The only part I really understood, besides Cobra being the invincible hero who wins in the end obviously, was the way the film deals with the whole romance angle. Cobra and the first sister fall in love. They eventually get separated because of that disappearance mumbo-jumbo I mentioned earlier. The second sister falls in love with Cobra, but he’s not ready to move on so soon and resists. The third sister is brainwashed by Crystal Boy to love him and when she eventually gets free (not a spoiler because that plot point is more predictable than Barney the Dinosaur singing “I Love You” at the end of every fucking episode of that fucking show), she (actual spoiler) rejects the whole love thing and basically dooms her planet so that its power – whatever the fuck that was - can’t be used for evil.

Considering that Dezaki is known for directing dramas, I don’t think this was all an accident.

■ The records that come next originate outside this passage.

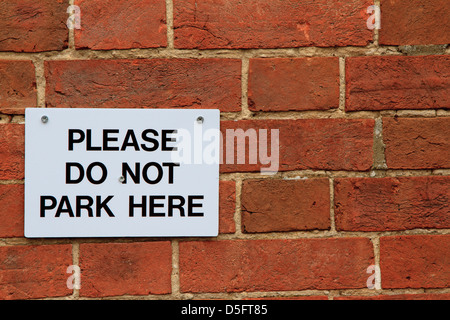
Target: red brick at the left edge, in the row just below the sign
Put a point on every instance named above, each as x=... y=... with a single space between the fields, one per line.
x=31 y=272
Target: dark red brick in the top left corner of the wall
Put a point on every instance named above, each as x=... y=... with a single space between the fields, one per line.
x=33 y=26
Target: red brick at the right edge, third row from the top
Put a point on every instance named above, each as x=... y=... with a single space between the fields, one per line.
x=417 y=143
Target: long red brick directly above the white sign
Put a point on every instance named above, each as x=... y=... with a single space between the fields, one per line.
x=145 y=83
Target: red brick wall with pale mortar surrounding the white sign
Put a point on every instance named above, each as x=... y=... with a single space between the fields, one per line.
x=364 y=120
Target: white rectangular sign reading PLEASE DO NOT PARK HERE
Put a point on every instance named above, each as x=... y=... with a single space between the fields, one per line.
x=121 y=172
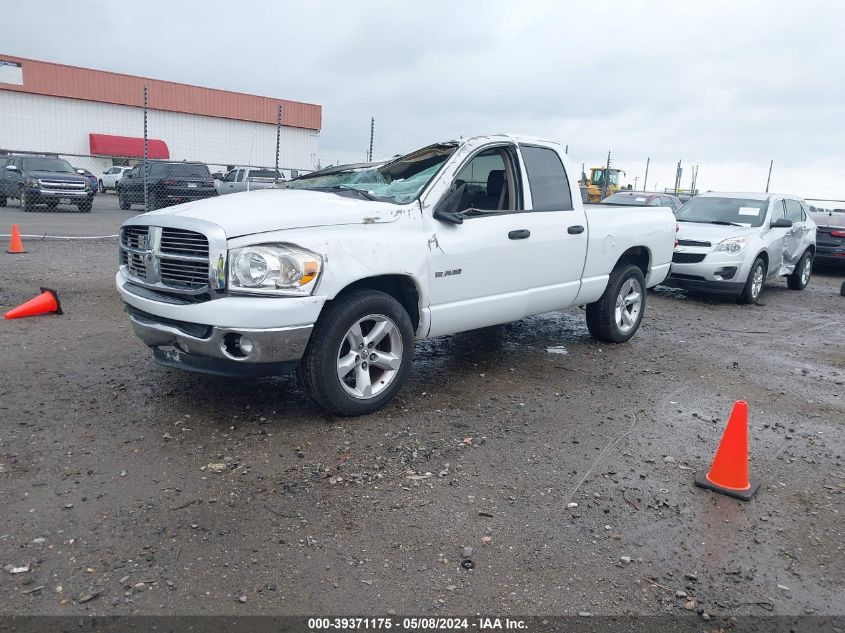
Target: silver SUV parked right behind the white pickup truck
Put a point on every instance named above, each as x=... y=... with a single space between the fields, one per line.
x=732 y=243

I think he purposefully wanted this particular Cobra story to be a metaphor for what Seo Kouji tries and fails to do in every single thing he writes. You see Mr. Kouji, you don’t have to have the most unlikeable people on the planet go through angry misunderstanding after angry misunderstanding for over two-hundred f*cking chapters (which is the equivalent of like a three to four-cour series) to show the pains of first love, moving on, and the final inevitable conclusion. Sometimes, all you need is a flawless guy with a gun for his arm sailing through space on his ship with his lady cyborg fighting men made out of crystal and aliens that would give the one in Star Wars a run for their money. It surprisingly works a lot better than trying to emulate real life. Or not so surprisingly because experience has shown that anything that tries to emulate real life is almost always less realistic than Dragonball F*cking Z.

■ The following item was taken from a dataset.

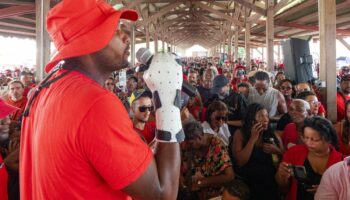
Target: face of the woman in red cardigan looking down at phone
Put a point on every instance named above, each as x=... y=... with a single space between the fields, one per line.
x=314 y=142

Being a guy who has a soft spot for romance at heart and more love for the whole space western thing than Justin Bieber has for being a massive douchebag, it was pretty much guaranteed I would love this movie. But the icing on the cake that really complements how awesome it is is the animation/art direction. Maybe it’s because I’m used to the shit production of Magic Bus’s revival, but the visuals in this thing blew me away. It doesn’t exactly make you feel like you’re in space, Gravity-style, or anything, but it does a great job of adding atmosphere to the whole shebang beyond just moving pictures. It’s kind of like how we thought the N64′s polygon graphics looked impressive at the time, but when the Gamecube came into town, not only was the eye candy causing us to need glasses 3x faster, but suddenly the opening to Mario 64 causes more nightmares than learning that someone on this godforsaken planet thought it’d be a good idea to make another Garbage Pail Kids film.

In other words, go see this movie unless you hate awesome things. You monster!